The Biden administration is cracking down on college programs that don’t adequately prepare graduates for gainful employment. On Wednesday, the U.S. Education Department announced new federal regulations that aim to hold for-profit colleges accountable for student outcomes.
“Higher education is supposed to be an invaluable investment in your future. There is nothing valuable about being ripped off or sold on a worthless degree,” Education Secretary Miguel Cardona said at a press briefing announcing the final rules.
The purpose of the gainful employment rule is to protect students from investing poorly in non-degree, certificate programmes and for-profit universities. Programmes may lose their access to federal funding if graduates don’t receive enough compensation or if their salaries are insufficient to cover their student loan installments.
“Much too frequently, parents and students make decisions without having a clear idea of which schools are the best value for their money,” according to Cardona. “This regulation would ensure that students are aware that they are about to enrol in programmes that are known to leave graduates with unmanageable debt and unfavourable career prospects.”
Programmes will need to show that graduates can pay off their student loans and earn more money than an adult in their state who did not attend college starting on July 1, 2024, the first day of classes. Before taking out federal student loans, students will receive a notice if a programme violates either of those benchmarks. If a program fails the same metric twice in a three-year period, it will lose eligibility to collect federal student aid money from students. 2026 is the first year that a programme may experience this.

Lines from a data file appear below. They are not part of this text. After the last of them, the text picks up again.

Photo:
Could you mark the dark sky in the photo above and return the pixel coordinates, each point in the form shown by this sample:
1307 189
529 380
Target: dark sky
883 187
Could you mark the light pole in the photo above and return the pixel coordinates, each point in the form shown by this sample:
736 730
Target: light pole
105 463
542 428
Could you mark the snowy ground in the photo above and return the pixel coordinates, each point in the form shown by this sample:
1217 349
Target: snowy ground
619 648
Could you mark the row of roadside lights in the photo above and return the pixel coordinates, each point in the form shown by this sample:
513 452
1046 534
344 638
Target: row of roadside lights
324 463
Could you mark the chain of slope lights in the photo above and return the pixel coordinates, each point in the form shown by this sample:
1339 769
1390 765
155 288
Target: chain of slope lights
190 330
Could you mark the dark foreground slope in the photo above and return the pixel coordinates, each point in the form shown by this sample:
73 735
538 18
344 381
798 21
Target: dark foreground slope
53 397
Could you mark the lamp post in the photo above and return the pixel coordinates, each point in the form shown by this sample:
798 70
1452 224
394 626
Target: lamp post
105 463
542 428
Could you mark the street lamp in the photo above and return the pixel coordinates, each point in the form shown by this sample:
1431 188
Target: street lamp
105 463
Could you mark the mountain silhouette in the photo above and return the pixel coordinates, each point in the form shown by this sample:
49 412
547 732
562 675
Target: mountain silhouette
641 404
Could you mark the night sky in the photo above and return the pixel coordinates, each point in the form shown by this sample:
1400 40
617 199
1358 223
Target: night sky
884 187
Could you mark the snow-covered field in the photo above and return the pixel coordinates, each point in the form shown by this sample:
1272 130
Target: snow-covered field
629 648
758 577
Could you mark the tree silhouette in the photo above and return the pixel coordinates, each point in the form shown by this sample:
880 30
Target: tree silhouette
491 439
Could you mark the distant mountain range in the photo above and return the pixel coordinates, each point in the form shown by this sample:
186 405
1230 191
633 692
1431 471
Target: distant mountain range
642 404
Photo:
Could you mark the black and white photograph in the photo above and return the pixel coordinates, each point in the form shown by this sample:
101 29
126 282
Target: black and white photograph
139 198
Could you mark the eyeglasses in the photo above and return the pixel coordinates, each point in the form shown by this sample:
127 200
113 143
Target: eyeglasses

Carolyn Fast, the director of higher education at The Century Foundation, states that “today’s action… is the strongest action ever taken by an administration to hold low-quality programmes accountable.” Fast took part in the regulatory process as well. “It directs students towards programmes with high value and holds institutions responsible for providing students with a quality education and preparing them for secure careers in the future.”
According to data from the Education Department, over 1,700 programmes are expected to fall short of the requirements outlined in the regulation (PDF). Few non-degree programmes would fail, despite the fact that many nonprofit public and private universities offer them, according to the government. Instead, many of the failing courses would be offered by for-profit universities.
Bachelor’s degrees and the majority of graduate programmes offered by conventional public and nonprofit universities are exempt from the legislation, which only applies to for-profit institutions. The rule’s opponents claim that this is unjust.
“The Department has hurriedly implemented and weaponized a final Gainful Employment rule against for-profit institutions, ignoring crucial issues once again,” stated Jason Altmire, president of Career Education Colleges and Universities, a national organisation that advocates for for-profit colleges.
Under the Obama administration, gainful employment became a federal regulation for the first time in 2014. Legal objections were raised against it, and after the Trump administration assumed power, former Education Secretary Betsy Devos significantly postponed and ultimately eliminated the rule.
With an amended proposal that drew thousands of comments, the Biden administration revived the rule this spring. Many of the submissions came from associations with the cosmetology sector, including educational institutions that have historically had trouble maintaining favourable debt-to-earnings ratios.
The new rule may encounter political obstacles due to its timeliness: Between now and 2026, a number of things may occur, such as a Republican regaining the White House, that would prevent the first programmes from being eligible to receive federal student aid.